El primer deseo es, sin duda, el más importante. Que en 2026 avancemos de verdad en la protección del cielo nocturno. Que se apague la luz innecesaria, que se ilumine mejor y menos, que entendamos —por fin— que la oscuridad también es patrimonio.
Ojalá más territorios se comprometan con la concienciación ciudadana, con normativas responsables y con esa mirada global que reconoce el cielo como un bien común. Que el ODS18 no sea solo una declaración bonita, sino una hoja de ruta real. Que se eduque, que se divulgue, que se explique que proteger el cielo es proteger la biodiversidad, la salud, la cultura… y también el futuro del astroturismo.

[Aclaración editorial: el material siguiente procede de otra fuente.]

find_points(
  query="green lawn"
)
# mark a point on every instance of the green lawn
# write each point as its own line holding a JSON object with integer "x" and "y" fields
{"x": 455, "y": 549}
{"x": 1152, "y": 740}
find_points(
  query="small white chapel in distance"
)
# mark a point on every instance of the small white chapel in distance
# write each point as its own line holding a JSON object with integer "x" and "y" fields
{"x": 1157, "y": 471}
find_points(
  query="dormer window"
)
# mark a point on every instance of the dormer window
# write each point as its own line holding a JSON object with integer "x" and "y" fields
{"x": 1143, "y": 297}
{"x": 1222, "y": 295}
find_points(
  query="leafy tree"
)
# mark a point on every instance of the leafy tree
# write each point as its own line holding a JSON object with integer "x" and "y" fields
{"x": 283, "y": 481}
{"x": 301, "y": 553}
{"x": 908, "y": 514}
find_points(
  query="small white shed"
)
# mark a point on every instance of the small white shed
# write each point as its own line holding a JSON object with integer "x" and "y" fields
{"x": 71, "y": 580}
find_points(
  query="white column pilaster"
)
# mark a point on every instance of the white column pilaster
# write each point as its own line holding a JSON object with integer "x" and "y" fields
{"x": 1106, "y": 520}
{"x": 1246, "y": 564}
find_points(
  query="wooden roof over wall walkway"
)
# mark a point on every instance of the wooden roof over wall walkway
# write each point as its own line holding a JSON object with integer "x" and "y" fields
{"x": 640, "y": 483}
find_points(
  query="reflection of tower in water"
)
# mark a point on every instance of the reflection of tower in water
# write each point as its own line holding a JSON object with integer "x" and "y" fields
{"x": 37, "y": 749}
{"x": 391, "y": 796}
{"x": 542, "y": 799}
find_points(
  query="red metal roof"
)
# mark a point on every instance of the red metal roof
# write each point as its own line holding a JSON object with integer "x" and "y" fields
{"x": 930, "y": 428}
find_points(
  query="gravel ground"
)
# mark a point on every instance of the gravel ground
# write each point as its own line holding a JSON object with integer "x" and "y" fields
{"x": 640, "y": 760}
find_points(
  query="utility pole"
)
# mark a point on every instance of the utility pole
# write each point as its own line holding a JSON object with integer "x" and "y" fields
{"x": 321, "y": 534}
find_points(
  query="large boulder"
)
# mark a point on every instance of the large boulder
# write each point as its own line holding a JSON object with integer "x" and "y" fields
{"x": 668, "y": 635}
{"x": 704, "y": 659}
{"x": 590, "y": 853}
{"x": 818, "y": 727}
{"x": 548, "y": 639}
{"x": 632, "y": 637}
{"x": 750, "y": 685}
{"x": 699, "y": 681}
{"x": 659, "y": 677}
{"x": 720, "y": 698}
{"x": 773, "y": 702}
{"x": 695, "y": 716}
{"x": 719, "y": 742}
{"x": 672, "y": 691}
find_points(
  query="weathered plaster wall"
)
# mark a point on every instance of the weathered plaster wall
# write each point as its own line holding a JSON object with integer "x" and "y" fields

Queridos Reyes, en 2026 tenemos una cita histórica con el cielo. Y lo único que pedimos es vivir eleclipse total de Sol como merece. Encontrar un lugar bien elegido, dentro de la franja de totalidad, con horizontes despejados, buena meteorología y —muy importante— preparado para acoger a quienes lleguen con ilusión.
Pedimos destinos organizados, con información clara, con actividades paralelas, con divulgación rigurosa y con medidas de seguridad bien explicadas. Que nadie mire al Sol sin protección. Que nadie se quede sin entender lo que está ocurriendo sobre su cabeza. Y que, cuando la luz regrese, todos sepamos que hemos vivido algo irrepetible.
También os pedimos sorpresa. Que 2026 nos regale nuevos destinos de astroturismo, de esos que no estaban en el mapa mental y de repente lo cambian todo. Un valle remoto, un pequeño pueblo, una isla interior, un parque natural al que llegar despacio.
Queremos descubrir cielos limpios en lugares inesperados, historias locales ligadas a las estrellas, miradores nocturnos que aún no salen en Instagram. Viajar para observar, pero también para escuchar, aprender y respetar.
Si sois generosos, añadid a la lista alojamientos que miren al cielo: casas rurales con telescopios, domos transparentes, refugios astronómicos, hoteles comprometidos con la sostenibilidad real y no solo con el discurso.
Que haya anfitriones formados, que sepan contar constelaciones y también cuándo guardar silencio. Que dormir sea parte de la experiencia y no un paréntesis entre observaciones.
Y, por último, pedimos creatividad. Nuevas actividades que nos sorprendan: rutas nocturnas sensoriales, astroturismo accesible para todos, experiencias que mezclen ciencia y arte, música bajo la Vía Láctea, teatro astronómico, gastronomía estelar.
Queremos seguir emocionándonos. Seguir aprendiendo. Seguir viajando sin dejar huella, salvo en la memoria.
Nada más, queridos Reyes. No necesitamos mucho. Solo cielos oscuros, miradas curiosas y tiempo para levantar la vista.
Firmado:
Un astroturista que sigue creyendo que el mejor regalo está ahí arriba.